Mas não é só isso. Minha irmã também crescerá, sairá de casa, se casará. Ela terá filhos que também aprenderão a andar, e seus filhos serão tão diferentes uns dos outros quanto nós somos diferentes; quanto Mamãe é diferente de seus irmãos; quanto Vovó é diferente de suas irmãs. Os velhos morrerão, talvez, e os jovens sofrerão (porque jovens sempre sofrem), e os adultos lutarão para serem o que sempre foram. E novas crianças nascerão, e suas risadas nos farão sorrir aquele sorriso exagerado, e as histórias delas serão contadas anos depois... Agora eu entendo.
Entendo que presente se criará através do passado, que se tornará dor e delícia nas nossas presentes lembranças. O grande sonho de criar uma família de muitas gerações, em que a história de antes precede a história de hoje, e todas são uma só e todas são importantes, se realizará. Será possível então lembrar daquilo que foi antes. Tudo aquilo que dói agora, também, se tornará parte da história. O mundo, pitoresco e completo, se realizará.


É esse o sentimento.

The journey, it mirrors... the journey, it mirrors...

É esse o sentimento!

...the lines drawn on your hand...

Quinta-feira, Março 06, 2008

Le Démon de Minuit

"Os dois me queriam, e eu, por pura loucura, fiz um sorteio."


Por dentro vidas vazias,
Máscaras quebradas.

Queria apenas dizer que hoje lendo um livro
O livre de Hervé Bazin chamado O Demônio da Meia-Noite
tive de recorrer ao dicionário para entender uma das muitas metáforas (muitos diriam que são excessivas)
afinal como forçar-se a lembrar com clareza o que representam os signos montante e jusante?

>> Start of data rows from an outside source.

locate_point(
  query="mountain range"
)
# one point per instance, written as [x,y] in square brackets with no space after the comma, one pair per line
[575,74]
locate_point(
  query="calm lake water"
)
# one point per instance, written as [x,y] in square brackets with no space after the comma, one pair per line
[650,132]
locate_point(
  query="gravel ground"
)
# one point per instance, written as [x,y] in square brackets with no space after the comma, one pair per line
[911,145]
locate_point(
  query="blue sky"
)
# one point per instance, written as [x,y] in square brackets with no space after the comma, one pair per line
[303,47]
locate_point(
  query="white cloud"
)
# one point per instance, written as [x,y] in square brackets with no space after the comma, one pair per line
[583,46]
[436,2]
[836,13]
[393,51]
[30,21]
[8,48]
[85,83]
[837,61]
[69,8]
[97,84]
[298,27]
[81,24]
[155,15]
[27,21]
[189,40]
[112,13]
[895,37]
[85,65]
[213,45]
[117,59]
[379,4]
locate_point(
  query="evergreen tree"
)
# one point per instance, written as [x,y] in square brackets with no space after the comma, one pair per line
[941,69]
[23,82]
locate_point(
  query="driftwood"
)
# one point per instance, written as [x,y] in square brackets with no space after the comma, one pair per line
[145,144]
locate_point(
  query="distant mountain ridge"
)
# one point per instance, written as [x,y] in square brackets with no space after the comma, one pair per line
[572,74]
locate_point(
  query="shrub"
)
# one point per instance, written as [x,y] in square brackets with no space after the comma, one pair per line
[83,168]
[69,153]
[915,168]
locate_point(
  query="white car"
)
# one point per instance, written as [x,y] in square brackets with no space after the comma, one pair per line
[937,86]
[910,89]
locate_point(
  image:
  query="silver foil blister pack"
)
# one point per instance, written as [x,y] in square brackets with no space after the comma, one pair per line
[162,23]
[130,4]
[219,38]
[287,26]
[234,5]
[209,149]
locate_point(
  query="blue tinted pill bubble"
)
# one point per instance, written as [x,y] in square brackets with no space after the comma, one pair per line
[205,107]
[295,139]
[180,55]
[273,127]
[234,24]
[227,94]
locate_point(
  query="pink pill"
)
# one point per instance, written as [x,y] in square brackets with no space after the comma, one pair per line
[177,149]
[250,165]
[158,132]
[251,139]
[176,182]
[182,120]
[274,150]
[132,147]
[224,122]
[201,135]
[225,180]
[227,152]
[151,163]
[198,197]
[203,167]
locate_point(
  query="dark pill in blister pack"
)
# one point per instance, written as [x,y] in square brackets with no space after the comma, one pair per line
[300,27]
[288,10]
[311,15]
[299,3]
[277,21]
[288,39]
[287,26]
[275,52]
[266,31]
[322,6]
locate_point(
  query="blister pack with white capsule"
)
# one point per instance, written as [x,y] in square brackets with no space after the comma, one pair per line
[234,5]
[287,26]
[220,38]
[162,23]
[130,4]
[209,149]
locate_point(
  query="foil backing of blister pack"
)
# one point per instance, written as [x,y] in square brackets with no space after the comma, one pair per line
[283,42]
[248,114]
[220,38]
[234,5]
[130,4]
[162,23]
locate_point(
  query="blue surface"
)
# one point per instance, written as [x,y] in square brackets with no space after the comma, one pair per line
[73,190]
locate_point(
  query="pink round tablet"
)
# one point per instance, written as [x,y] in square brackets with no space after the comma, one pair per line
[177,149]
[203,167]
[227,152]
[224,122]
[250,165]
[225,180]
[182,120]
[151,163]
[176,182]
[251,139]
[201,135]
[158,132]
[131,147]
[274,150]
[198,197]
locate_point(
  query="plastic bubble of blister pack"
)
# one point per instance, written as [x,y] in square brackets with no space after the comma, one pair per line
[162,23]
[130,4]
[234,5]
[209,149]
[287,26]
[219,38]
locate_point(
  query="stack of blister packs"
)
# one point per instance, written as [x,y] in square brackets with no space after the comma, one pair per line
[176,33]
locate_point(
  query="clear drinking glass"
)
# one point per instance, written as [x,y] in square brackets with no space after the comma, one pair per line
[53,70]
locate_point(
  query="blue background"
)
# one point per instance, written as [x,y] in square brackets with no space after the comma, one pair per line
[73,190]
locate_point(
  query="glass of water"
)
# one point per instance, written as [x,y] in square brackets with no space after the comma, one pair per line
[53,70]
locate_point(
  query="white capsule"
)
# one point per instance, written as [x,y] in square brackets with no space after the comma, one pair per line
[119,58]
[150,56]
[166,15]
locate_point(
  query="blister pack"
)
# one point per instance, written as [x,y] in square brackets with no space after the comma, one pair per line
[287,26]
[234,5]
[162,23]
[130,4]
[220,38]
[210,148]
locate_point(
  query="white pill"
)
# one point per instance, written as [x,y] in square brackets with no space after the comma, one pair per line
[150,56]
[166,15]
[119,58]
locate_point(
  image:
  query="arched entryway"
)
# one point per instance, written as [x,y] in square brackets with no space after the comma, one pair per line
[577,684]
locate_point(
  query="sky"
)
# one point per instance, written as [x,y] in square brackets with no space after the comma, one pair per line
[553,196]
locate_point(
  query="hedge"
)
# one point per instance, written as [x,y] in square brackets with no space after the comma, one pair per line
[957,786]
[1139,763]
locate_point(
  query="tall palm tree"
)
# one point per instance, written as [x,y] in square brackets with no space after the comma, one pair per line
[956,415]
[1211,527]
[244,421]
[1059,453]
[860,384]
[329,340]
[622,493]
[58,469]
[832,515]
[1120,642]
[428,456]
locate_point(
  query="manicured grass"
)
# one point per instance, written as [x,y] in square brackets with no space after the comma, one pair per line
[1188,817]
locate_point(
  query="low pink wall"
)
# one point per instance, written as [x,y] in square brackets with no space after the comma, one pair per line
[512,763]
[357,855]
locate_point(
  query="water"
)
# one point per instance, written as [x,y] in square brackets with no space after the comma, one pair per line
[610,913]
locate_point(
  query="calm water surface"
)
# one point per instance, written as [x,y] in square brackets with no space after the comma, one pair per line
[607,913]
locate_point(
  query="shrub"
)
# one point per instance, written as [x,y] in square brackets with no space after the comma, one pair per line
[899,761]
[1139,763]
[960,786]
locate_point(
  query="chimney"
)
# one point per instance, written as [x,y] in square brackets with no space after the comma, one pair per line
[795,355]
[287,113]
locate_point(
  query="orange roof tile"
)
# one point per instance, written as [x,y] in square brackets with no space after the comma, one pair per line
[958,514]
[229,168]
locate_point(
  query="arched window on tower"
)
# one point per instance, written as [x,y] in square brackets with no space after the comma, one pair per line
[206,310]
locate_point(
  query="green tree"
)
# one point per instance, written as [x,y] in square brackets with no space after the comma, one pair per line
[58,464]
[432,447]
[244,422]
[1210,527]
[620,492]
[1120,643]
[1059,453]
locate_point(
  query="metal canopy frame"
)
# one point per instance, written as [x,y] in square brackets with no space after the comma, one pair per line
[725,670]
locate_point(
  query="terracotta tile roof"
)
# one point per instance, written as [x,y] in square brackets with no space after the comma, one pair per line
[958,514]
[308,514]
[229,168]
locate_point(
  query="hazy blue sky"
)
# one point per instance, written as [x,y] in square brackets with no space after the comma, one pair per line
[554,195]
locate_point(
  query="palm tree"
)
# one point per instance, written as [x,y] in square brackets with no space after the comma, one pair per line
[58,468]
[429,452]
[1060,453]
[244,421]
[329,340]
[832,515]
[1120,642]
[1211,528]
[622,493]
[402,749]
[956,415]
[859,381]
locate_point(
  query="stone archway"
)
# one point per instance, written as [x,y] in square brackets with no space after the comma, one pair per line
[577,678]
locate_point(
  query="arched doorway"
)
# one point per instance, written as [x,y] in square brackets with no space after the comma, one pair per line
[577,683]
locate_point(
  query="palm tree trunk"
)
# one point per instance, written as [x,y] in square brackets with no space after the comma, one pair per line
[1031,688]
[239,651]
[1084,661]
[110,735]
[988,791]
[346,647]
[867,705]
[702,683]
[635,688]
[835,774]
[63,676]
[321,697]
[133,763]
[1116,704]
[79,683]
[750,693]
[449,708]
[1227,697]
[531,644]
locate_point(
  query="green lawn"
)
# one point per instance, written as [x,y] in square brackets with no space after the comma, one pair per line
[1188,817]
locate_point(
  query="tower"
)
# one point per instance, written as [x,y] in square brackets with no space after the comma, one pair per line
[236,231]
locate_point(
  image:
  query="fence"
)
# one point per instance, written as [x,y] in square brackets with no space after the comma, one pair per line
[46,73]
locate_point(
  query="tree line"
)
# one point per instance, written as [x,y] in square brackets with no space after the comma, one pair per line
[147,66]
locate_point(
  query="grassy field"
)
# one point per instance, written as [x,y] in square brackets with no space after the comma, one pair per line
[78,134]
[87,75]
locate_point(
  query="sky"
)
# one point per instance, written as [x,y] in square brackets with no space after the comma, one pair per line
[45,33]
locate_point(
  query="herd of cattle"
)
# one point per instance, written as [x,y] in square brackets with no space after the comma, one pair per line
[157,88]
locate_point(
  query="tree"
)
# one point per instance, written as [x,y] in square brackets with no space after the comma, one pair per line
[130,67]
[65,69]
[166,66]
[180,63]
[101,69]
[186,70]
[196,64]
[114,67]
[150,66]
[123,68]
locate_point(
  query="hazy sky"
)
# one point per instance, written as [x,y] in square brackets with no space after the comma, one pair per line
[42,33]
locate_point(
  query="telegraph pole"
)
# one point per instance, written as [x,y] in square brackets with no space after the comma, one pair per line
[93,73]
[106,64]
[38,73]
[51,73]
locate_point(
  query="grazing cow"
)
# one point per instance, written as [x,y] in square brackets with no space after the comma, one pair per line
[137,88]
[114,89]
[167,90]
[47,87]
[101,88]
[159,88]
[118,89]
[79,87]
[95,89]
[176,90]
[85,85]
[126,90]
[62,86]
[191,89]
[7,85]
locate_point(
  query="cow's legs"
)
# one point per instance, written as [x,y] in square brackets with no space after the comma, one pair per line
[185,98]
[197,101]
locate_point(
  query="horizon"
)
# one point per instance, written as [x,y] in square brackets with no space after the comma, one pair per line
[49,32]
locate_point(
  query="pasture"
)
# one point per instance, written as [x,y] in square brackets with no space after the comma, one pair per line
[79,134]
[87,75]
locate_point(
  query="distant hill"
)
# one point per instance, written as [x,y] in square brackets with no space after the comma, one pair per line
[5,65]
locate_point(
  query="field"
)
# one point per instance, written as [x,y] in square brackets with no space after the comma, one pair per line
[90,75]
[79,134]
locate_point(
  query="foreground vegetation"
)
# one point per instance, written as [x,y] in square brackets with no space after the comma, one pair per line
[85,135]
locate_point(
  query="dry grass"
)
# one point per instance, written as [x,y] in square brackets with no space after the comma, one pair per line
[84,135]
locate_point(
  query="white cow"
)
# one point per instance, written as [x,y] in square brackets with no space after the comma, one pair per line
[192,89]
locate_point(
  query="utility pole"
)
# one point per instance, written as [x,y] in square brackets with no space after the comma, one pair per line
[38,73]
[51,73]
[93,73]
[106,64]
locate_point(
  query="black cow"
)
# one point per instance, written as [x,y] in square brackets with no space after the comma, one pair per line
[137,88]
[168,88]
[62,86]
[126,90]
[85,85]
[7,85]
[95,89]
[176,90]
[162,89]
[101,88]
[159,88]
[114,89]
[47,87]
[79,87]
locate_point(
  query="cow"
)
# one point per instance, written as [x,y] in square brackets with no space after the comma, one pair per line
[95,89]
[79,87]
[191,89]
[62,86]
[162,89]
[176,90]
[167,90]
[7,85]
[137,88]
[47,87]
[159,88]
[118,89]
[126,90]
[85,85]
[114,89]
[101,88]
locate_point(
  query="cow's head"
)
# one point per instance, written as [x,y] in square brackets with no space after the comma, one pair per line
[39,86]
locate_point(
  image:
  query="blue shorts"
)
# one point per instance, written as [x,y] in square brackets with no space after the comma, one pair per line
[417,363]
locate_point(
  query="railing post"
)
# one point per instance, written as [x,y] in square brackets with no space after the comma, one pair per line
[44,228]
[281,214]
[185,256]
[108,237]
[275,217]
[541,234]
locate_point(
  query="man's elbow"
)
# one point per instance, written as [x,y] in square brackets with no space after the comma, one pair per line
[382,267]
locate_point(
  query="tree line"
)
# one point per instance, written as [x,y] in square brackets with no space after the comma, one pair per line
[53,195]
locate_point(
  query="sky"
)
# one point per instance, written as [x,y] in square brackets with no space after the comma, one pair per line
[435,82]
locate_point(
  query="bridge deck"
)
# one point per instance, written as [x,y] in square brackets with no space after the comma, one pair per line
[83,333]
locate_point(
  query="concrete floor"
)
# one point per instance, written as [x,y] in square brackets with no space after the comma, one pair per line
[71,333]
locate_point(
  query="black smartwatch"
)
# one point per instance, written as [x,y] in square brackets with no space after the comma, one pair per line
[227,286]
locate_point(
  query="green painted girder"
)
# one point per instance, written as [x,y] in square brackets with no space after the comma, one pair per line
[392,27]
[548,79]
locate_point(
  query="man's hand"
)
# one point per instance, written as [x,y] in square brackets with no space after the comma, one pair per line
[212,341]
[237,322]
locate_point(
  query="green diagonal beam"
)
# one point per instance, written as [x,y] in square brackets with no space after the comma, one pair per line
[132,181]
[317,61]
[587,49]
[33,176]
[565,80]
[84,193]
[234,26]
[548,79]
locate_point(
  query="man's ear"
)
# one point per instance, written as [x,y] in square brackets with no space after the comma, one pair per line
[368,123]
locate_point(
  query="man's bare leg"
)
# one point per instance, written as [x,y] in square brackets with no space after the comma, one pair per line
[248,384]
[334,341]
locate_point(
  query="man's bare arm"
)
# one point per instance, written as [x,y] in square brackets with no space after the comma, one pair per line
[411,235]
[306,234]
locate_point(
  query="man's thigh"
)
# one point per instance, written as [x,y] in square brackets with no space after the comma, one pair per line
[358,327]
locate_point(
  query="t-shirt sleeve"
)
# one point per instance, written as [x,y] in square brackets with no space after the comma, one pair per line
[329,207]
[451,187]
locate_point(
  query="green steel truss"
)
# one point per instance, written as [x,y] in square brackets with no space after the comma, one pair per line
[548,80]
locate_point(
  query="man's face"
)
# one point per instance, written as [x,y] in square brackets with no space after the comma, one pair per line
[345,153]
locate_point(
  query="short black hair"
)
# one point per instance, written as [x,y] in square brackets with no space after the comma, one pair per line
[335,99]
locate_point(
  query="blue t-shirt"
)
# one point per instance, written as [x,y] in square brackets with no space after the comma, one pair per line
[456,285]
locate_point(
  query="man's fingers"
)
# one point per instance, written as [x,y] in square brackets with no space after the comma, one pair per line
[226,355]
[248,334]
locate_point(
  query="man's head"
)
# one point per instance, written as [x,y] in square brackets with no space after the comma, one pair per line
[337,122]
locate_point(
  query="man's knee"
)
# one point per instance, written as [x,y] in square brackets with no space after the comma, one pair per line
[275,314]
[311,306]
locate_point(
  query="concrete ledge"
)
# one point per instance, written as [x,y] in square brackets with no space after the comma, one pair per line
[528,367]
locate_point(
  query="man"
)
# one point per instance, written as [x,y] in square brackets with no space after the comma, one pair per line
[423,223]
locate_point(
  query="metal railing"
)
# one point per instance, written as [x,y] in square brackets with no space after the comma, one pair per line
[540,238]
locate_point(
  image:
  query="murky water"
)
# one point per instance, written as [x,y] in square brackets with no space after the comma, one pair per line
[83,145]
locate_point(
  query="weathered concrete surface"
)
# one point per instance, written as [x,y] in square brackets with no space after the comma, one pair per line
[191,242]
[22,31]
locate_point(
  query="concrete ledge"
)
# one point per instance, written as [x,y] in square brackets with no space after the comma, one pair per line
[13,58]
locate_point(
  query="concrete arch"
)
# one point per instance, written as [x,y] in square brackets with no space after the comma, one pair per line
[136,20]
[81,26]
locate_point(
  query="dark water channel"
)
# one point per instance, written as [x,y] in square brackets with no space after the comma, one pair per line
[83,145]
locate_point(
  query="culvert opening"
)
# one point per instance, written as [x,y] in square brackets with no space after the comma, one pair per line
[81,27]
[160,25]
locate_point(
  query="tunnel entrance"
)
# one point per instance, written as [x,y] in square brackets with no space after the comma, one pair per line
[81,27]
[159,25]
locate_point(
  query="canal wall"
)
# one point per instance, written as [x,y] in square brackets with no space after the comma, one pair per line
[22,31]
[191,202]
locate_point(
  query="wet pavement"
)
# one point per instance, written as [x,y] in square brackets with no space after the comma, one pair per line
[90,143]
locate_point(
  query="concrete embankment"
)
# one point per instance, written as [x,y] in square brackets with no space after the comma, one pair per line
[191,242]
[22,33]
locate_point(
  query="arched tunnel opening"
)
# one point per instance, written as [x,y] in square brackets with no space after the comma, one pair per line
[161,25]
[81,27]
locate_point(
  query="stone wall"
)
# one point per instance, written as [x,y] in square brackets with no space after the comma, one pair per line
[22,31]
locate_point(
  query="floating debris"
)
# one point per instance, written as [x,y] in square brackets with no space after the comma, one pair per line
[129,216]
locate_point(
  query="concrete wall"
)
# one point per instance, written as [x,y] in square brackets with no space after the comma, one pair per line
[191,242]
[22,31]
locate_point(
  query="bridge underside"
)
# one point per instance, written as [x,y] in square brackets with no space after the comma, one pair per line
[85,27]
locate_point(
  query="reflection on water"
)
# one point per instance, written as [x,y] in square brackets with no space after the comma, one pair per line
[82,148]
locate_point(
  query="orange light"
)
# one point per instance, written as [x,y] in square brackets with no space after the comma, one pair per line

Estou perdendo de novo a noção dos dias e de novo as coisas começam a parecer difíceis.
Mas tenho fé em alguma coisa.
Não sei bem. Procuro ter fé. Tenho a boca sêca.

Percebi hoje que minto pra mim com a perfeita consciência de que estou mentindo. Sei o quanto é ridículo, mas me compreendo, assim. Para que possa finjir para os outros. Covardia, talvez; mas quem realmente teria coragem de existir plenamente no mundo, diante da sociedade? O tipo de covardia que inclusive se esconde e se justifica. Às vezes murmuro para mim mesma, sem nenhum motivo, sem saber se é real ou mentira: não quero finjir. Não vou finjir que estou à vontade, que me sinto tranqüila, aceita, segura. Não vou finjir que tenho interesse em que e em quem não me interessa. Será? Não tornaria tudo ainda mais duro, esta decisão ao mesmo tempo valente e pateticamente covarde? Não tornaria mais duro finjir, eventualmente, que não me interesso, quando me interesso por que a que não interessa meu interesse?

Estou perdendo a noção das coisas, esquecendo o que eu já sabia. Sinto que tudo o que sei é inútil, que o que deveria saber, não sei. Tenho preguiça das coisas e uma ânsia curiosa por me exaurir. Estou preocupada com meus limites físicos, mas o que mais me desespera é sentir minhas limitações intelectuais. Percebo agora que o peso da farsa que eu carrego há tanto tempo apenas aumenta com o passar dos anos. Por dentro, às vezes odeio todos aqueles que me admiraram um dia, e que mal me conhecem. Às vezes sem querer sinto uma raiva que envolve as imagens de todos os personagens da minha meta-infância. Sinto raiva da minha capacidade de escrever sobre isso. Não quero desabafar. Quero sair.